All this left gleeful recall advocates a lot to crow about. The Democratic Party immediately blasted out this email: “Walker’s refusal to answer the very simple question of did he or didn’t he sign his name on a recall petition is yet another stunning example of why we can’t trust this governor. He won’t tell people why he has a criminal defense fund. He won’t release to the public thousands of emails about the John Doe criminal probe. He won’t disclose details of his national political travel, including which extreme, right-wing mega-donors he met with and what he promised them.”
Barrett seemed at ease playing the role of knowledgeable underdog next to Walker’s backpedaling:
Instant proof of how well Barrett pulled it all off was how quickly highlights from the debate became fund-raising pitches for his camp while Walker, just tripping over all the ad money in his coffers, still couldn’t find as of this writing a single debate moment to plug into his ads. Instead he continued to concoct “apples and oranges” financial trickery (the ad poking fun at Barrett’s streetcar plan but not pointing out that this was long dormant federal money while Walker pretends it is somehow related to the state budget deficit).
The collective bargaining cuts in Wisconsin’s Act 10 that sparked a workers’ revolt and created the momentum that led to the recall push were discussed during the debate. Walker refused to bend, insisting the contentious move was in the state’s best interest and not the result of corporate influence. He did, however, admit that he would do some things differently if he had another go ’round:
“My problem was I fixed it and then I talked about. Most politicians spend all their time talking about it, but never fixing. In the future, we’re going to both talk about it and fix it. We understand the product is ultimately the most important thing, but we understand the process itself is very important,” Walker said.
The second debate will take place this Thursday, May 31st, and both candidates have a full slate of appearances across the state in the next week. Tellingly, their Memorial Day engagements displayed a clear contrast in how they are viewed by Wisconsin citizens. Walker spoke to Veterans, refusing to speak about the campaign given the holiday circumstance:
Without a mention of the election he faces in just seven days, Gov. Walker spoke to families of fallen military veterans on Memorial Day.
“Since 9/11, more than 33,000 members of the armed forces — active duty and reserve guard — have proudly fought and served, and more than 160 have paid the ultimate sacrifice. On behalf of a grateful state, we say thank you each and every day,” Gov. Walker said.
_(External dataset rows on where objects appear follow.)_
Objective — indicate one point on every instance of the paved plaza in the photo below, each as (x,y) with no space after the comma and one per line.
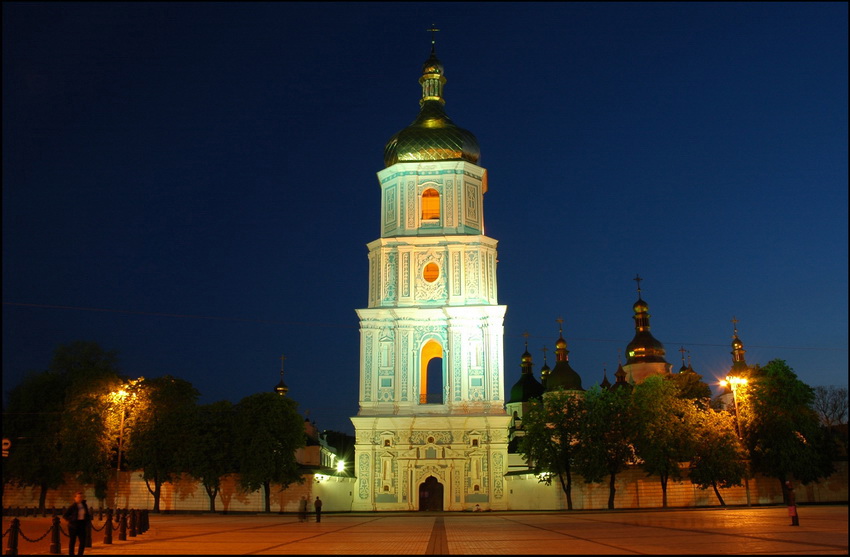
(732,531)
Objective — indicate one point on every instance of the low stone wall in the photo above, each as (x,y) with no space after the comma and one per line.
(634,490)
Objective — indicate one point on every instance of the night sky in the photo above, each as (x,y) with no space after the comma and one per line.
(193,185)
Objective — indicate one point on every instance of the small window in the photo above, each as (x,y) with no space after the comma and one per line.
(431,272)
(430,204)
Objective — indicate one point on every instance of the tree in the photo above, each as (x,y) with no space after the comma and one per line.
(604,446)
(32,420)
(663,429)
(831,405)
(551,434)
(162,431)
(210,451)
(271,431)
(719,459)
(91,373)
(779,427)
(57,417)
(691,386)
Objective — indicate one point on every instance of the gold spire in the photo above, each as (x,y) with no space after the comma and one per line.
(737,347)
(281,387)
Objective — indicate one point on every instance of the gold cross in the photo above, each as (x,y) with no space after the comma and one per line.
(433,30)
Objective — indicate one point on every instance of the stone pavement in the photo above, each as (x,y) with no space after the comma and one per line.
(731,531)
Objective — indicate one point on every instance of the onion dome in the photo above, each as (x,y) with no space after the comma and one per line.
(620,377)
(432,136)
(281,387)
(545,371)
(684,368)
(605,383)
(644,348)
(738,361)
(563,376)
(527,387)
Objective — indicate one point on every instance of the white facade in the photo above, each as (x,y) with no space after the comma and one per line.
(431,430)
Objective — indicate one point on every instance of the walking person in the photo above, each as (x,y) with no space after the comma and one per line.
(302,509)
(792,504)
(79,518)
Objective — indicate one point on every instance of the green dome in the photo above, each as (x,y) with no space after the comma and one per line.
(564,377)
(432,136)
(526,389)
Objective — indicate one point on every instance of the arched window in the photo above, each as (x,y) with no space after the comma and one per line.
(430,204)
(431,373)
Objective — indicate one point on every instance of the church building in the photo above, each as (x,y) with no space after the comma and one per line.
(431,429)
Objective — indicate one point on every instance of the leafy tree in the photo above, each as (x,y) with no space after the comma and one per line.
(91,372)
(605,446)
(58,418)
(32,420)
(663,429)
(691,386)
(781,430)
(271,431)
(719,459)
(210,451)
(551,434)
(831,405)
(162,431)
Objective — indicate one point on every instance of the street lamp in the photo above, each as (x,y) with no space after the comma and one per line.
(733,383)
(120,398)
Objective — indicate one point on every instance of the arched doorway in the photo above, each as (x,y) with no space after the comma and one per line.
(431,495)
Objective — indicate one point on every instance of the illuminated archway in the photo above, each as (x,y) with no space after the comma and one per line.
(431,373)
(430,204)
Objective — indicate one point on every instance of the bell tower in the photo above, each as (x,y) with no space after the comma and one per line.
(431,430)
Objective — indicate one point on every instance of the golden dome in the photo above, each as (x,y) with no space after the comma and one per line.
(432,136)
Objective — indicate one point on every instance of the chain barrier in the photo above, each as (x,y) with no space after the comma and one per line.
(138,525)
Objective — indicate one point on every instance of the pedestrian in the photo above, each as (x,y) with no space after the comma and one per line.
(302,509)
(792,504)
(79,518)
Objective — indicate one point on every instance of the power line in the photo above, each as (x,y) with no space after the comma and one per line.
(180,315)
(336,325)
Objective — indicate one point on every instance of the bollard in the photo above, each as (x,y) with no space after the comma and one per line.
(88,533)
(132,527)
(107,529)
(55,544)
(12,547)
(122,527)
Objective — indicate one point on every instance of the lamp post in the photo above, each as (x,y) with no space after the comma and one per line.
(733,383)
(120,396)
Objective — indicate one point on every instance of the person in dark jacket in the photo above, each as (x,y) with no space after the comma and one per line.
(792,504)
(79,517)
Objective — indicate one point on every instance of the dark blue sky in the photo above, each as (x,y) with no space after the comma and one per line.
(193,185)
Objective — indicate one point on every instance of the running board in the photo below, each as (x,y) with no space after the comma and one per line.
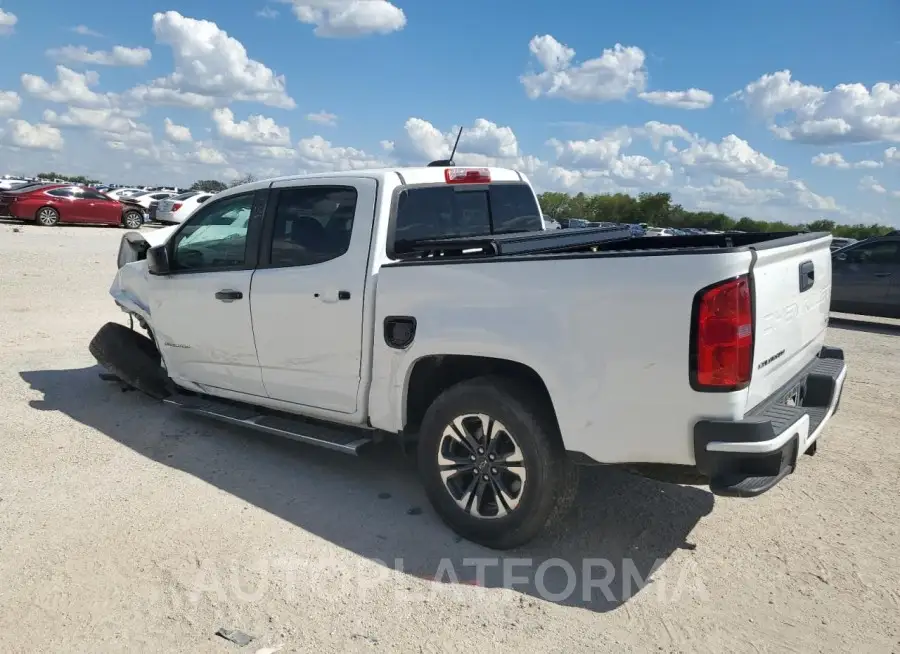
(346,440)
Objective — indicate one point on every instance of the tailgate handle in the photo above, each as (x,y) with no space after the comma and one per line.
(807,276)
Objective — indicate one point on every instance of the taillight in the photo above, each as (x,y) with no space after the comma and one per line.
(467,175)
(722,333)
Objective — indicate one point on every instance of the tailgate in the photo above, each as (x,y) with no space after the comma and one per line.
(792,295)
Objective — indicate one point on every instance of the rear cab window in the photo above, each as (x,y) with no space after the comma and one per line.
(444,211)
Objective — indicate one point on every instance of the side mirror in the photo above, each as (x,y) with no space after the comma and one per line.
(158,260)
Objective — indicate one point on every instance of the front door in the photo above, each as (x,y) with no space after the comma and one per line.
(861,275)
(201,310)
(308,292)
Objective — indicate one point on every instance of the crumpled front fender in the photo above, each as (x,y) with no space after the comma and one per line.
(130,289)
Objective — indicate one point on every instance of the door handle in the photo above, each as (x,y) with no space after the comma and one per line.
(228,295)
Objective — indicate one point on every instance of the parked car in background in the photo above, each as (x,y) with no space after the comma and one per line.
(865,277)
(123,192)
(837,242)
(145,199)
(51,204)
(174,210)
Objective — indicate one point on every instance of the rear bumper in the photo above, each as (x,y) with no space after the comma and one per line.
(747,457)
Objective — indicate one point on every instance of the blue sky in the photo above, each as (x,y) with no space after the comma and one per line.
(769,109)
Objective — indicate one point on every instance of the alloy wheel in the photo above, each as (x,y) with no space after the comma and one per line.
(482,466)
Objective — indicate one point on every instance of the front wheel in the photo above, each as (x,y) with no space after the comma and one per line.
(133,219)
(47,216)
(492,462)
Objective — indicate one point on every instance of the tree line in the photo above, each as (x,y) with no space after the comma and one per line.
(214,185)
(658,210)
(71,179)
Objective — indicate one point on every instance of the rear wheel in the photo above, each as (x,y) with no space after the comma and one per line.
(133,219)
(133,358)
(492,462)
(47,216)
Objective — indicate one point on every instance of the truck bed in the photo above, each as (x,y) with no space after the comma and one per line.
(608,241)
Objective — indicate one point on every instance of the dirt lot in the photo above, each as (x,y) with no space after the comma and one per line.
(125,525)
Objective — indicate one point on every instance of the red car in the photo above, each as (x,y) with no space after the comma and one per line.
(51,204)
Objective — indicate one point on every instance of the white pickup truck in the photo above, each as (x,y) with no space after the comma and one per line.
(431,304)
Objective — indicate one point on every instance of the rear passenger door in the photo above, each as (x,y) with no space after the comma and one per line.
(307,294)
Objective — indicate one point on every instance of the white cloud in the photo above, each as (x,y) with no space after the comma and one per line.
(10,102)
(317,154)
(658,132)
(108,120)
(731,157)
(612,76)
(322,118)
(7,23)
(690,99)
(836,160)
(177,133)
(84,30)
(483,138)
(869,183)
(211,68)
(848,113)
(349,18)
(118,56)
(39,136)
(153,95)
(208,155)
(256,129)
(71,88)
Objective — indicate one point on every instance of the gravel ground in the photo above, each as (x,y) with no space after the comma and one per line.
(127,526)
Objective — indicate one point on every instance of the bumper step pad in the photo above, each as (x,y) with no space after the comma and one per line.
(750,473)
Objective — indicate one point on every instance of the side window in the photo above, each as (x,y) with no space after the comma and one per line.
(875,253)
(435,212)
(514,209)
(215,237)
(313,224)
(440,212)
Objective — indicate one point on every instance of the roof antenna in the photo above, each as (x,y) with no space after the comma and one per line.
(448,162)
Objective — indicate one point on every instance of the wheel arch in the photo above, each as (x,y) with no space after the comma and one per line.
(430,375)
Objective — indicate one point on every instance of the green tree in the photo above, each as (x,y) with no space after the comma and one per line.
(208,185)
(657,209)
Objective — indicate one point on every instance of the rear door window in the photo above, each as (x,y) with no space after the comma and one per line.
(435,212)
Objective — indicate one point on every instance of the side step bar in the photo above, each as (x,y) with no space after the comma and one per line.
(346,440)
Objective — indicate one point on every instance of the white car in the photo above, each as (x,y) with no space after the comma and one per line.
(120,193)
(430,306)
(147,198)
(175,209)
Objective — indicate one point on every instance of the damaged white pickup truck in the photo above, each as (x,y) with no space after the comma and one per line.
(431,304)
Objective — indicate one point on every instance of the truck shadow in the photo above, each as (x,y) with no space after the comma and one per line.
(863,325)
(621,528)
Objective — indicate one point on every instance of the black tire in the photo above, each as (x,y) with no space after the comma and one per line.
(47,217)
(551,479)
(132,219)
(133,358)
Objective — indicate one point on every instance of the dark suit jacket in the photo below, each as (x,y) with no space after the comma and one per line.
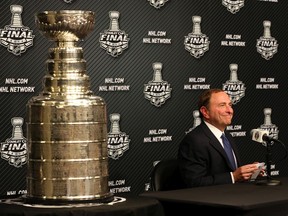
(202,159)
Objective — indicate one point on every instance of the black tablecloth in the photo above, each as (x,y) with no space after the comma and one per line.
(235,199)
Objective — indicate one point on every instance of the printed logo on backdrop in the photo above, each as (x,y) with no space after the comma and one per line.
(157,37)
(197,120)
(114,40)
(234,87)
(118,142)
(157,3)
(196,83)
(15,85)
(157,91)
(158,135)
(196,43)
(233,6)
(267,83)
(267,45)
(14,149)
(114,84)
(16,37)
(268,125)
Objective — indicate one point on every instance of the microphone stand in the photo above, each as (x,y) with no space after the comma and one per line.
(269,181)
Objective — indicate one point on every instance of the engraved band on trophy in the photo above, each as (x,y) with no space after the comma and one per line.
(66,123)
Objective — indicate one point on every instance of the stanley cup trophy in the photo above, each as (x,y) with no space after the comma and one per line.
(66,123)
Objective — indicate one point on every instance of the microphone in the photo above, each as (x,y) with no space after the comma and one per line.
(260,135)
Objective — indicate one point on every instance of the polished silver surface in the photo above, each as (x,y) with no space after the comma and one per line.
(66,123)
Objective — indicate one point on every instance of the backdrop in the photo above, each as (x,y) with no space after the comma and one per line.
(167,53)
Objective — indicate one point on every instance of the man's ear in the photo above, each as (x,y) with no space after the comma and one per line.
(204,112)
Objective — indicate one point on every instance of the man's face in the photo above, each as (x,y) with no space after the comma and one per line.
(219,112)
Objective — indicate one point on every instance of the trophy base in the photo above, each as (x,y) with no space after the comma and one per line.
(59,202)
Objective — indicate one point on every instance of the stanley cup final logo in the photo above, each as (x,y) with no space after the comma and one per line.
(266,45)
(118,142)
(234,87)
(16,37)
(157,90)
(268,125)
(157,3)
(196,43)
(233,6)
(114,40)
(14,149)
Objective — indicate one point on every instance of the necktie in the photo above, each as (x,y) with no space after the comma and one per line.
(228,150)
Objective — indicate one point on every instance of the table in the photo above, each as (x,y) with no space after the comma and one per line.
(130,206)
(232,199)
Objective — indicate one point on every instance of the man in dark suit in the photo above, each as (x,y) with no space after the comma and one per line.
(202,158)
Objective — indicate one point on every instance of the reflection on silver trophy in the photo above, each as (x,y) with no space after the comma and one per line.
(66,123)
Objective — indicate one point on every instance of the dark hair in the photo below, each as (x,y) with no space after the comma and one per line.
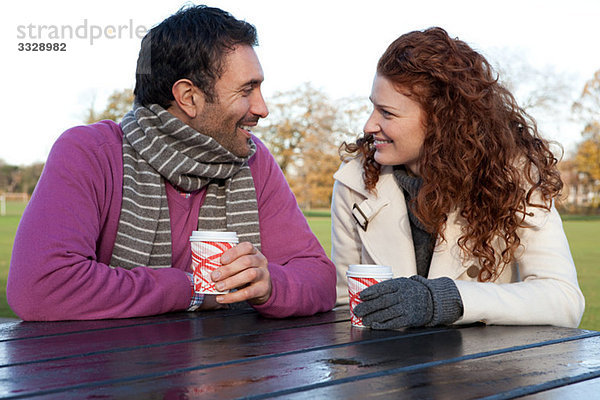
(192,44)
(482,154)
More than 100 people came to shake Gov. Walker’s hand after his speech, but he did not take questions from reporters.
“It was all about the veterans, which is what it should be about today,” Dan Pelate said.
Barrett, on the other hand, attended Family Festivals across the state, speaking to the people about how Walker’s divisiveness has led to a position in which he is no longer fit to be the leader of Wisconsin.
Milwaukee Mayor Tom Barrett had a busy campaign schedule traveling from Beloit to Black River Falls — and to Brat Fest in Madison. Barrett used the family festival as a backdrop to underscore a point. He says he can do things Gov. Walker can no longer do.
“Once he became so contentious as a public person, I don’t think he wants to do that anymore. I don’t think he could come to an event like this without people being very angry with him,” Barrett said.